My mother on the other hand was sent off by her parents with her two sisters and her younger brother to flee from the oncoming communist regime eminent to seize power over country. In her escape she formed part of the famous boats-people that suffered many loses in the tossing seas of Southeastern Asia. Only three years ago was I able to return to walk the sandy beaches where my mother and so many others fled the war searching for safety. She credits her safe arrival to the United States to the intercession of the Blessed Mother as she still has with her today the same statue she had in her hands the day of her escape.
Saplings of the Vocation
However not knowing any of my real past, I remained just as hyper and rebellious as usual. Don’t get me wrong but I did have an enjoyable childhood. Things started to accelerate for me at age twelve when the idea of the vocation was presented to me. Two Legionary priests came by my house to do a presentation on the Legionary minor seminary. I was very impressed so my older and I went to visit it that same year and did we have a blast! Seeing the other boys I felt identified to what they were doing and who they were. I decided to join the following year.
To tell you the truth the year before I entered was a year full of surprises. I was making new friends and went to lots of fun outings with them throughout the year. As the time came close to join the Apostolic School I had doubts of whether I should go or not. With the help of my parents and the simple prayer life I had, I made a simple yet determinant decision to give it a shot.
Life in the Apostolic School was great but as always, difficulties started to present themselves. Over the years the activities at the school were always fun but you would get use to the same rhythm. Another difficulty that presented itself was that some of my good friends there decided this isn’t there path in the vocation and you start to really think whether it is for you or not.
I still remember at the end of my junior year in high-school while the other guys were out on free-time, I decided to go make a visit in the chapel. I remember staying there for some 30 minutes or so and made a serious commitment to follow our Lord from that day on out and do what he asks out of me. I thank the school for teaching me how to see Jesus and Mary as real people and forming in me strong habits in life.
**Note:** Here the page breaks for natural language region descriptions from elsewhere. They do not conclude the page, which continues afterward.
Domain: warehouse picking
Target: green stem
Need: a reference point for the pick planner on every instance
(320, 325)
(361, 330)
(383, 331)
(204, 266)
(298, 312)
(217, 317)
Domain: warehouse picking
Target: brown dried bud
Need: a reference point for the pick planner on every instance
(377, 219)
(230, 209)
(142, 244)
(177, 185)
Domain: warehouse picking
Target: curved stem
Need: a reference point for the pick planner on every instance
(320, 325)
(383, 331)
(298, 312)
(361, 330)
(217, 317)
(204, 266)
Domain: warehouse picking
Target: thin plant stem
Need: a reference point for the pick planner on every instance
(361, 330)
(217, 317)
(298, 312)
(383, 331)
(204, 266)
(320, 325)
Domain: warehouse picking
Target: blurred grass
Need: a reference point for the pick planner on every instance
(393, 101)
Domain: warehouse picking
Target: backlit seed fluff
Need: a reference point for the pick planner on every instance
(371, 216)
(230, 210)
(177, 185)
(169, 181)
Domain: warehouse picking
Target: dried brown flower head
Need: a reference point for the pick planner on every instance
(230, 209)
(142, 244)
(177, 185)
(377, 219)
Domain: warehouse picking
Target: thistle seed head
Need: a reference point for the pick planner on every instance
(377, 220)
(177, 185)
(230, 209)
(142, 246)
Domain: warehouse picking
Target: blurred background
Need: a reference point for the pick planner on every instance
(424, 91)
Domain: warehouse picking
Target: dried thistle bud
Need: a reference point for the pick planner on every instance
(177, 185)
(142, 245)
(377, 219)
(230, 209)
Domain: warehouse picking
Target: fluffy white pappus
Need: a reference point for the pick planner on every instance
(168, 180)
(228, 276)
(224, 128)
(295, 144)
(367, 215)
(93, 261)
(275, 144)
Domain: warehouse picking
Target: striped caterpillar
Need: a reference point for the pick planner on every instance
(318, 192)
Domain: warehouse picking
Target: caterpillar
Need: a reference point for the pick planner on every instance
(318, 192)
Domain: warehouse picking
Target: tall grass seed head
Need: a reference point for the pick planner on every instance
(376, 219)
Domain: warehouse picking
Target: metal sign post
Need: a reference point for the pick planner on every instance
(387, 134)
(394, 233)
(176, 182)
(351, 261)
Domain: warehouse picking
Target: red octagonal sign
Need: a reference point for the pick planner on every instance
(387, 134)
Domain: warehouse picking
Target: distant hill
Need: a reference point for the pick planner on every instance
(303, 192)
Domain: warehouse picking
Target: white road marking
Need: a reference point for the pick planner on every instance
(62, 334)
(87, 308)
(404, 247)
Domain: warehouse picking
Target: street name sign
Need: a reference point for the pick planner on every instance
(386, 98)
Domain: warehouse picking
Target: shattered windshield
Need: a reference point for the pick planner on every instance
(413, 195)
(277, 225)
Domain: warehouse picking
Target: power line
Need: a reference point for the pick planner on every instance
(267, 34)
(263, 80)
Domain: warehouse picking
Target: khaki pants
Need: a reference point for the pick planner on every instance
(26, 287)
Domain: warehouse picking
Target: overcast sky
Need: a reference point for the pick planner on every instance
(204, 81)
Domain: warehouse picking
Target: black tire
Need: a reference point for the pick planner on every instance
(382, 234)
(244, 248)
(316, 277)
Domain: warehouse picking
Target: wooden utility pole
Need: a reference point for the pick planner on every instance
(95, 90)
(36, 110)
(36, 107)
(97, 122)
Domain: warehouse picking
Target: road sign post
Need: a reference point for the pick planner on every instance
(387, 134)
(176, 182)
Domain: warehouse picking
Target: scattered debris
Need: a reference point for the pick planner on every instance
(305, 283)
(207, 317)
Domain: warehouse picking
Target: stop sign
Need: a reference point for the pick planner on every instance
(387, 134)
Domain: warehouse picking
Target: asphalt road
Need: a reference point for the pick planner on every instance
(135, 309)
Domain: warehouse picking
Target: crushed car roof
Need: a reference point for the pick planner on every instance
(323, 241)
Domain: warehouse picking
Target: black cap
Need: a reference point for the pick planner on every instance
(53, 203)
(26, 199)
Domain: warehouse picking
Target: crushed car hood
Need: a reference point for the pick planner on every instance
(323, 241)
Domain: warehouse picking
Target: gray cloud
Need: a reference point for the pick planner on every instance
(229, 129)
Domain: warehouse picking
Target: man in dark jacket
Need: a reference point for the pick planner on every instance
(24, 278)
Living on God’s Providence
From the day I entered into the novitiate in 1999 to today, I still have one factor that allows me to move forward: God’s providence, His loving hand in my life. In these 13 years of formation I have been meditating on how God has always been there for me not only in my life but the lives of those who have anything to do with me. It was during these years I saw my father be ordained a deacon. It was in those years I went back to Vietnam for the first time with another priest to find the rest of my lost family. It was in those years I’ve seen many of my comrades choose another path in their vocation. Truly, it was in those years I discovered God’s loving hand guiding me to where I am today. Thank you oh Lord and I pray to follow you where you will it. Amen.
Fr. Jason Huynh, L.C., was born on August 27, 1982 and was the second of Hung and Mythi Huynh’s three children. He attended Peachtree elementary school and Pinecrest Academy in Atlanta Georgia before entering into the Legionary of Christ as an Apostolic in Center Harbor, New Hampshire. He entered into the novitiate in 1999 and made his first profession in 2001 in Monterrey, Mexico. He earned his bachelor’s degree in philosophy in 2004, his master’s in philosophy in 2009 and his bachelor’s degree in theology in 2012 at the Pontifical Regina Apostolorum College in Rome. Between his philosophical and theological studies, Fr. Jason spent three years doing as the dean of the Apostolic School in New Hampshire. He is currently working as Vice-Rector of Sacred Heart Apostolic School in Indiana.